Promising to be both “disturbing and darkly comic” according to the New Theatre website, I was unsure of what to expect from their production of Orphans. Whilst it certainly delivered on both accounts, for me, the play failed to achieve any significant emotional connection. “It should be called the hearing aid play,” my friend said to me as we left the New Theatre last night, “because everyone shouts and has to repeat everything 5 times”. The script is razor sharp, and the dialogue cuts a relentless staccato that, whilst effective in creating a hugely tense atmosphere, becomes a little grating after a while. However, Orphans is intended to be a challenging play; its subject matter deals with knife crime, racism, gang culture and the role of family in the 21st Century, so it was never going to be a jolly night out at the theatre.
The play opens with a couple, Helen and Danny, enjoying a quiet meal together, when Helen’s brother Liam strolls through the front door, covered in blood. He claims to have seen a “lad” collapsed in the street after being attacked, which upsets Liam so much, he hugs him. Throughout the evening, as Liam’s story becomes more and more vague, we witness the extent to which family loyalties and morality can be stretched, through Helen’s fierce protection of her brother, and Danny’s middle class view of right and wrong.

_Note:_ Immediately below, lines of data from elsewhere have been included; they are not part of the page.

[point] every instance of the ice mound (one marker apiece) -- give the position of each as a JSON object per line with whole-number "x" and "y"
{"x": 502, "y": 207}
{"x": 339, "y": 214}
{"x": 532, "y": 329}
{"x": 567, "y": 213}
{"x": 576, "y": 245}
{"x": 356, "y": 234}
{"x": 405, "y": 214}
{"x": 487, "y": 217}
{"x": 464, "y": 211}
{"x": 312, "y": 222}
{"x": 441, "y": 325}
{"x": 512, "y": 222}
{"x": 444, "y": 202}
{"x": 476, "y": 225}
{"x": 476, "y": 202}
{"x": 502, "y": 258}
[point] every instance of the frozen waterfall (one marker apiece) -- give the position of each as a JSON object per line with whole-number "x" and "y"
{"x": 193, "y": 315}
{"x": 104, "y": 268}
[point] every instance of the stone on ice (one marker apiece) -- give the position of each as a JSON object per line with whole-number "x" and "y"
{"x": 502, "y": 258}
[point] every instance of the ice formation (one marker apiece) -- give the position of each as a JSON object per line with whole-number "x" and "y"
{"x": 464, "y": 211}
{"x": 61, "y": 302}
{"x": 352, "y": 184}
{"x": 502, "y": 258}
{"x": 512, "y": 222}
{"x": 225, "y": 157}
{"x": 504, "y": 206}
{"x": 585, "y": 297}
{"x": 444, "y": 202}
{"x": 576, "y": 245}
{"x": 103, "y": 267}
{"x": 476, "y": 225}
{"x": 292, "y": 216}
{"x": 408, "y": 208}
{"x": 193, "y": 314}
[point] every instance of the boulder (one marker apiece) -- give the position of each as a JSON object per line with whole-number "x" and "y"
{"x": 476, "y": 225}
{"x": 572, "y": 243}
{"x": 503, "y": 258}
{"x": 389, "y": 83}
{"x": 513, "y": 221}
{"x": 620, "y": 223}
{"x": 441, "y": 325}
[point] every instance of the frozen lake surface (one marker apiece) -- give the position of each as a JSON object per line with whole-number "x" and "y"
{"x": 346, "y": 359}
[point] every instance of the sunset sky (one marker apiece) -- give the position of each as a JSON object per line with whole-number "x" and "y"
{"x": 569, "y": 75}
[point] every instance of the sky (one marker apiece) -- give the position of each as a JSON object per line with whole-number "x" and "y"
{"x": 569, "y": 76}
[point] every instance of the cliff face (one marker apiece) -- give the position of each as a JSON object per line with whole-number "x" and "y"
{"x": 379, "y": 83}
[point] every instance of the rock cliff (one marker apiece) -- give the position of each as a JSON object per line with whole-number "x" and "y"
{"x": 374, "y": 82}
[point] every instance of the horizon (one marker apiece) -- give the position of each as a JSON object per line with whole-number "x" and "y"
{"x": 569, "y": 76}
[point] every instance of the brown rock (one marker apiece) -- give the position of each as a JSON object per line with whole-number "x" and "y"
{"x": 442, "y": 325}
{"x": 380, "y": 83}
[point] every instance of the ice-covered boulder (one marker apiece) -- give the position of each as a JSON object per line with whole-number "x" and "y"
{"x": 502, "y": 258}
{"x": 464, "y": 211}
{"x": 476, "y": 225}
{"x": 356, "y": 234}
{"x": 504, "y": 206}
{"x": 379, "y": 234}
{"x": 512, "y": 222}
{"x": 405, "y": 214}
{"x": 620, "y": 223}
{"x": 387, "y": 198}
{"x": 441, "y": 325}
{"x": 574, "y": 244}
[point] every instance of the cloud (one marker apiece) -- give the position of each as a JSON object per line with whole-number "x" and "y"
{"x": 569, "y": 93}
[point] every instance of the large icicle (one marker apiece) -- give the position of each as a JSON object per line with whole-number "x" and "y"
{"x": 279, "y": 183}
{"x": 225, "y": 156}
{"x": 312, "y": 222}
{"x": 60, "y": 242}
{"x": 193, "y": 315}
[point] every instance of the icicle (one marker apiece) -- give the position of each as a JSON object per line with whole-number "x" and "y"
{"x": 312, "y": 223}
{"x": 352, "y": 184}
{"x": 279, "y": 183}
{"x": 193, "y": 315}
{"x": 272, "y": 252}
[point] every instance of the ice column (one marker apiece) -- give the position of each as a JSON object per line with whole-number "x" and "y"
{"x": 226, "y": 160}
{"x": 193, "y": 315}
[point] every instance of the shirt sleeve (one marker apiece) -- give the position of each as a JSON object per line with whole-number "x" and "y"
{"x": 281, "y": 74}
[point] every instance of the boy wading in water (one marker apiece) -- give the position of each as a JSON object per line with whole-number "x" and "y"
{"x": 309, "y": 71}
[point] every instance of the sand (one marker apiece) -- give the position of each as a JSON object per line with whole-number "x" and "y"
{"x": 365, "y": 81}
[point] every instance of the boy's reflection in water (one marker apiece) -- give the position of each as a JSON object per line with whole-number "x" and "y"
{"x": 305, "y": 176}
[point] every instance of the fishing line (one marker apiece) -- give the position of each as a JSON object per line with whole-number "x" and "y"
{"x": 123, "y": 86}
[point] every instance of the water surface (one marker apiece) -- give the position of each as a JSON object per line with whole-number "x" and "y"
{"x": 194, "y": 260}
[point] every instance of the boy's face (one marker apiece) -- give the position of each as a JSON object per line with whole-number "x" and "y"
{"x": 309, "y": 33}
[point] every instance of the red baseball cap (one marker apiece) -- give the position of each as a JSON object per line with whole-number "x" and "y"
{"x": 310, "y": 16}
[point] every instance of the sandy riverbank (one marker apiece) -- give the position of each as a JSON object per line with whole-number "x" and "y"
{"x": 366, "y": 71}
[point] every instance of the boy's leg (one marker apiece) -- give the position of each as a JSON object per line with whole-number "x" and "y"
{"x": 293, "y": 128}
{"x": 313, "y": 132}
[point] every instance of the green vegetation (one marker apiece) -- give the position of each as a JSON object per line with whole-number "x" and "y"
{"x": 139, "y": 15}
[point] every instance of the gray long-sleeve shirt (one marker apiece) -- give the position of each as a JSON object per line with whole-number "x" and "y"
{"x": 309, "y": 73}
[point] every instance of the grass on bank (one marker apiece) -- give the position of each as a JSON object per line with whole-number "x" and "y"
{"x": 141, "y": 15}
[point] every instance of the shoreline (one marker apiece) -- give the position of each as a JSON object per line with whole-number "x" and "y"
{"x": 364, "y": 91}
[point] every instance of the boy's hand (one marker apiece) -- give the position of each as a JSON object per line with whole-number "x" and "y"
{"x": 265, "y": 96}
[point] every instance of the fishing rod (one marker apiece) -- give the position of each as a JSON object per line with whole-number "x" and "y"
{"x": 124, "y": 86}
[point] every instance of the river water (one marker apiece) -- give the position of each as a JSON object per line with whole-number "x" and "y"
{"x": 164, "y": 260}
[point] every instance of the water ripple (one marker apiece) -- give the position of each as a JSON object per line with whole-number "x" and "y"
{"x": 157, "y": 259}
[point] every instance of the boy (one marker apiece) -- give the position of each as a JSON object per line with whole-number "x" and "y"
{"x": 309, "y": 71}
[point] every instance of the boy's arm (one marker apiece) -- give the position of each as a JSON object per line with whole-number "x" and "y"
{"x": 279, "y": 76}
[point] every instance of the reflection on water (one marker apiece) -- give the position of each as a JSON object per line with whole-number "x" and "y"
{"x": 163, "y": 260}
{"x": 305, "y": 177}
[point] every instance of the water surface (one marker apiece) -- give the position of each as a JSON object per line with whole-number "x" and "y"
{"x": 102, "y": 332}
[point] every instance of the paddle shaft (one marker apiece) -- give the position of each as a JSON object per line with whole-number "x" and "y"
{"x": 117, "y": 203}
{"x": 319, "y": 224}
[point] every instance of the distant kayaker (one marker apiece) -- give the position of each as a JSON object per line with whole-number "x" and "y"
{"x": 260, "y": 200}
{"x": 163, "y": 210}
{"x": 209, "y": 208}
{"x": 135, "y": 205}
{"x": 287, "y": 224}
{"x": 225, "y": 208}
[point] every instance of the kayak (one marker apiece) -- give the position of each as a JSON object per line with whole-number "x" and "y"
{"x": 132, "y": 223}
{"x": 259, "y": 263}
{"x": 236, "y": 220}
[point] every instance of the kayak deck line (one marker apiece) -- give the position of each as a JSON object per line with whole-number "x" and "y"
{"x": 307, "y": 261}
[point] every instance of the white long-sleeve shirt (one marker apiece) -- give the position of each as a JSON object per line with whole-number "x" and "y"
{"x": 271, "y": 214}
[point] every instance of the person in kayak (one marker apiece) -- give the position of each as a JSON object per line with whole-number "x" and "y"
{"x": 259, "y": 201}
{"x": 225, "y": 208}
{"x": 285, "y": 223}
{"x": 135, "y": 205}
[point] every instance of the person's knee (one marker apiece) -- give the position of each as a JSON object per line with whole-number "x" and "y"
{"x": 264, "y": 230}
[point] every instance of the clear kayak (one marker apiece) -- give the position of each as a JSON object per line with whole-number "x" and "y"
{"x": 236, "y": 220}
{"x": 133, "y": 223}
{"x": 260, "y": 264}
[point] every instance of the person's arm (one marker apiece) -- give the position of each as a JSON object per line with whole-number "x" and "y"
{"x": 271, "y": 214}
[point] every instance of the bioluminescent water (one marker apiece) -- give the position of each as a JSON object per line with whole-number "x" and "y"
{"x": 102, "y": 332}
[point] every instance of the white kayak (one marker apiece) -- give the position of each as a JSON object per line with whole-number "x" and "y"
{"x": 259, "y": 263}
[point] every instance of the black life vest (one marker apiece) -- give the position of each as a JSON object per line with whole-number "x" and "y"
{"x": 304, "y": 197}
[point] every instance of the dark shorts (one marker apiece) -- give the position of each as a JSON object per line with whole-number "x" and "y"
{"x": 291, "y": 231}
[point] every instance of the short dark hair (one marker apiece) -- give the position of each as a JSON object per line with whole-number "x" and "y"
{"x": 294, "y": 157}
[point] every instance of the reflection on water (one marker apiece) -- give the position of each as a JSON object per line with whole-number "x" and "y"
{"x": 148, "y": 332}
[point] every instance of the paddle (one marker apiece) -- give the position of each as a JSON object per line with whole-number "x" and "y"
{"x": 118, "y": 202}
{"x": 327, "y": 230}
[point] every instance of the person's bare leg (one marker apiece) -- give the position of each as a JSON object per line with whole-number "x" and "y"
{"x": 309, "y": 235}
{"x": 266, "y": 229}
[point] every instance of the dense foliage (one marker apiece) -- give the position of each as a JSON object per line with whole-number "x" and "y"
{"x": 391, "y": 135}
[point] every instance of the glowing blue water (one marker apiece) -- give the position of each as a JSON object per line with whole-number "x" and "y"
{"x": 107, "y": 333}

Douggie McMeekin lifts the production with his fantastic portrayal of Liam, striking the right balance between naiveté and cruelty, creating a lovable yet dangerous psychopath. However, it was only McMeekin’s comic timing and vulnerability that managed to create any resonance with me. The rest of the cast cannot be faulted for their acting skill, in particular Meg Salter as Helen adds a wonderfully malicious Lady Macbeth aspect to her relationship with her husband. Yet the whole play seemed to lack direction and focus, and whilst providing a chilling insight into the depravity of modern society, fails to deliver real entertainment.